For this project, I used a piece of 6-8 ounce cowhide. Start by making a template with a sheet of paper to get the general shape you are looking for. Check it for fit. Then lay your paper template on a piece of quality leather and cut it out. Remember you can always trim it down later in the process but you can't add material back to it. I always cut a little bigger than my template.
Wrap your handgun in clear plastic wrap and set it aside. Submerse the leather pattern in a sink full of water. Lightly scrub it with your hands (I also add a few drops of dawn dish detergent to the water). You want the leather wet the whole way through. Remove the leather from the water and lightly wipe the excess water off with a towel. Form the leather around the handgun (make sure it is covered in plastic wrap). Rub the leather hard with your hands to imprint the shape of the gun into the leather. I use binder clips to hold the holster in shape, just remember the binder clips will leave a mark in the leather. Then I let it firm up and dry at least overnight.
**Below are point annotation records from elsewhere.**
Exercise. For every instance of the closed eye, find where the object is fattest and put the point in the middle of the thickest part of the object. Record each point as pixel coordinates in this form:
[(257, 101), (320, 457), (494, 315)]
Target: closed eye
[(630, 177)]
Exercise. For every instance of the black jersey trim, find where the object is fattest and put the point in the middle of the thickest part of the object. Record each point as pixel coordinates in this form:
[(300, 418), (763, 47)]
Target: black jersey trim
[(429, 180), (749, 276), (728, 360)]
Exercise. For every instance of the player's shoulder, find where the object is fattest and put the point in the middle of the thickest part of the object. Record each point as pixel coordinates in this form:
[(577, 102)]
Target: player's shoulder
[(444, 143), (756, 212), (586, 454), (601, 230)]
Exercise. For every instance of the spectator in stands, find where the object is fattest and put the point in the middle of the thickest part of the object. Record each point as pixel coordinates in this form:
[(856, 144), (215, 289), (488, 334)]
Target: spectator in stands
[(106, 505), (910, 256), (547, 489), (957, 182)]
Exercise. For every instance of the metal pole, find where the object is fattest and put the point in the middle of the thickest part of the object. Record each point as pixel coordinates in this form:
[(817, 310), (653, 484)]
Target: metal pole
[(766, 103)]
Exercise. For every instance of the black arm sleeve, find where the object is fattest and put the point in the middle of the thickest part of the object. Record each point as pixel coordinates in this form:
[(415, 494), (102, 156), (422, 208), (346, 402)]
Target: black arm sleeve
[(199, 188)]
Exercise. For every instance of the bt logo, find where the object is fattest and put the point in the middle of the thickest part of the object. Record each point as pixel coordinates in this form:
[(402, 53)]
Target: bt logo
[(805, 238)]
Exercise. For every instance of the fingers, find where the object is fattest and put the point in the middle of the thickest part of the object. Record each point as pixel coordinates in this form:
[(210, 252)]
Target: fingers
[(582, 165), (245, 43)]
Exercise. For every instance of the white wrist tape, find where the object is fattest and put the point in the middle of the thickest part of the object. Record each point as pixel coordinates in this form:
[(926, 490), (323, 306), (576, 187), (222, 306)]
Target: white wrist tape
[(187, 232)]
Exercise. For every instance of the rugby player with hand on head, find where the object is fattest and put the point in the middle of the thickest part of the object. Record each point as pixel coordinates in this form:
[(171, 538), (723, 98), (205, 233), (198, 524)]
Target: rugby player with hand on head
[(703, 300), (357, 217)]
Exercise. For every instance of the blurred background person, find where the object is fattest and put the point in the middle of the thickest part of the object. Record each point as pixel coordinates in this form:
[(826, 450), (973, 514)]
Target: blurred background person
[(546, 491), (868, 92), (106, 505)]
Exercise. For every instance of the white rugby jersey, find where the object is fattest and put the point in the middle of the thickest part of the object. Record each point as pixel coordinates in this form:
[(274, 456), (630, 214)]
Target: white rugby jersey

Here I added another piece of leather around the cut out for the scope and stitched it in place. This just helps firm up this area of the holster. Keep your stitch spacing uniform distance throughout. I use a hand push drill to drill the holes to pass the leather needle through. Lay out your spacing on the top piece of leather and drill the stitch holes. Then lay this leather on top of the holster and mark where to drill the holster so the holes line up. Make sure to use a needle and thread made for leather work. Hand stitching leather takes a lot of time. Don?t forget to add the snap hardware as you go. Edge the leather with a leather edging tool. It basically bevels the top of the cut leather edge. You can sand your leather edges with a sander so the edges match up perfectly.
I forgot to add the retention snap base.
This is the final coat of a quality leather dye. Some makers submerse the leather in a dye. I don't want to buy gallons of leather dye, so I rub it in one coat at a time with a rag, just like waxing a car. After the dye is completely dry (overnight) I apply a few good protective clear finish coat that is compatible with the dye I used. Then buff it with a soft cloth. Use a wooden dowel rod to burnish the edges of the cut leather. This holster still needs a retention strap over the hammer that will snap onto the front of the holster.
If you are like me, you will make some mistakes along the way. The biggest challenge is not making a mistake that you can't fix. This holster took time to complete. I didn't keep track but I will guess I have 20 hours in it. Take your time cutting, spacing your stitches and let the dye completely dry and it will last a lifetime.
Very nice. I have done a paper cutout of a crossdraw holster for my 617/686 with red dots but had not found the information I was needing to make it to leather. Thanks to you, I now know where to start. I am considering taking it to a leather shop to have it stitched though.